As the US gambling industry prepares for its annual G2E jamboree in Las Vegas, little is being done to raise awareness of problem gambling.
Next week, the American Gaming Association hosts its nineteenth annual Global Gaming Expo (G2E) in Las Vegas. The event will attract around 25,000 attendees over its four days of talks, demonstrations, and activities, and around 450 companies will be exhibiting their latest technologies – many of which are designed to “increase consumer engagement”.
While it is understandable the gambling industry would want more consumers to spend more money more often, little thought is being given to the consequences of increased consumer engagement. Of the 150 talks, demonstrations, and activities, only three are related to responsible gambling; and whereas one is a worthwhile fundraiser for the National Council on Problem Gambling, the other two advocate proven-to-fail gambling prevention methods.
Is It the Industry´s Job to Raise Awareness of Problem Gambling?
Not really, but if it ignores the consequences of increased consumer engagement, the likelihood is regulators will force the industry into implementing stricter controls to prevent problem gambling. Some of the alternatives include lower deposit limits, statewide bans on players identified as having a gambling problem, and loss limits – a control that reportedly cost the Scandinavian online operator PAF €4 million in revenue when a €25,000 loss limit was introduced last year.
Unfortunately, these measures do not prevent determined online gamblers from “getting on”. As was shown during the period between Black Friday and the regulation of online poker, online casinos, and online sports betting, it´s not difficult to find a game if you know where to look. Telling a determined gambler he or she has reached their deposit limit or loss limit will simply drive them to an alternative operator that doesn´t enforce responsible gambling controls.
So, What´s the Solution and How Can the Industry Help?

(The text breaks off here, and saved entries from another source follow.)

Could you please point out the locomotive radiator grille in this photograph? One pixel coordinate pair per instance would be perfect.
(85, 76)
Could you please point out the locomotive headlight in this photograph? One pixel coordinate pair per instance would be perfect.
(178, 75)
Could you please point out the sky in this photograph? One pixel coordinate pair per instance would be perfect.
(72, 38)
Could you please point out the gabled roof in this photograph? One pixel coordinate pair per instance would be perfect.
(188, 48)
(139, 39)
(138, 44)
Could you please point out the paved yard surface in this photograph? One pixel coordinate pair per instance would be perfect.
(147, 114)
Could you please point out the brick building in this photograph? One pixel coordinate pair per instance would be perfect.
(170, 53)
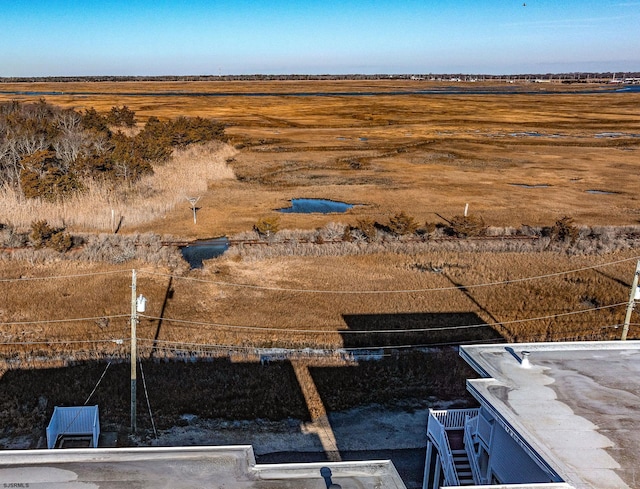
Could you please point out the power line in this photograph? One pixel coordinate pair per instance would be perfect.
(61, 342)
(350, 331)
(98, 383)
(186, 347)
(55, 277)
(394, 291)
(67, 320)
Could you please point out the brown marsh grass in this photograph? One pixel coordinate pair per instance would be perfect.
(517, 159)
(522, 158)
(103, 208)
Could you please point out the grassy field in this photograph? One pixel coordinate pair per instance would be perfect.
(519, 158)
(526, 158)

The solution is to raise awareness of problem gambling in such a way that it removes the stigma of gambling addiction. This is more complicated than it sounds because it is not only the gambler´s “self-stigma” (or denial) that prevents them from reaching out to family and friends or seeking help independently, it is the perceived public stigma that discourages problem gamblers from self-excluding or attending counseling sessions.

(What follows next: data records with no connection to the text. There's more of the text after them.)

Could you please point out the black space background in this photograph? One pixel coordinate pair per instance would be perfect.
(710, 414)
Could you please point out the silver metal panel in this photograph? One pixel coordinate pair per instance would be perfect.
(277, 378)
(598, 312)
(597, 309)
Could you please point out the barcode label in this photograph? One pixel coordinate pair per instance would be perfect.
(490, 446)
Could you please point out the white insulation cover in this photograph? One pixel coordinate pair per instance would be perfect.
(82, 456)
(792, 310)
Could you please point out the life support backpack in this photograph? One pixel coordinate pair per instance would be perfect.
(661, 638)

To remove the stigma of gambling addiction it will require a massive “cycle of change”, and although the National Council on Problem Gambling does a good job of providing information and sources of help, the organization doesn´t get much in the way of support from individual states. This year only fourteen states supported the organization´s Problem Gambling Awareness Month campaign in March, and fifteen states (plus the District of Columbia) don´t have any affiliation with the organization at all.

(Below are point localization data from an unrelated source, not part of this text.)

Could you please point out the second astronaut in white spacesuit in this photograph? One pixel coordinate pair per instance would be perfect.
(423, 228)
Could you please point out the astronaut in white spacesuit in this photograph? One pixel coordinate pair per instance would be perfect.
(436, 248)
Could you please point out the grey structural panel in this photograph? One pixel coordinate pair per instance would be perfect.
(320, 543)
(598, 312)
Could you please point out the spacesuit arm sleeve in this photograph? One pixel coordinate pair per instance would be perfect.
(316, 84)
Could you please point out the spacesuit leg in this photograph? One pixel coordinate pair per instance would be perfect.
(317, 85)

However, the gambling industry has close ties with individual states. Indeed forty of the speakers at the G2E event have a role related to “government relations”. I recommend these speakers – and as many industry professionals as possible – read the excellent research (PDF) compiled by Professor Nerilee Hing and the team at Southern Cross University and approach their governmental counterparts with solutions to raise awareness of problem gambling.
The G2E event provides an excellent opportunity to start the ball rolling, and the gambling industry has an incentive to take the initiative in this respect – deal with the issue before control of it is taken out of your hands. It might be too late to increase the number of responsible gambling talks, demonstrations, and activities planned for this year´s event, but the opportunity exists to lay the foundations for a twentieth-anniversary expo that promotes increased – but safe – consumer engagement.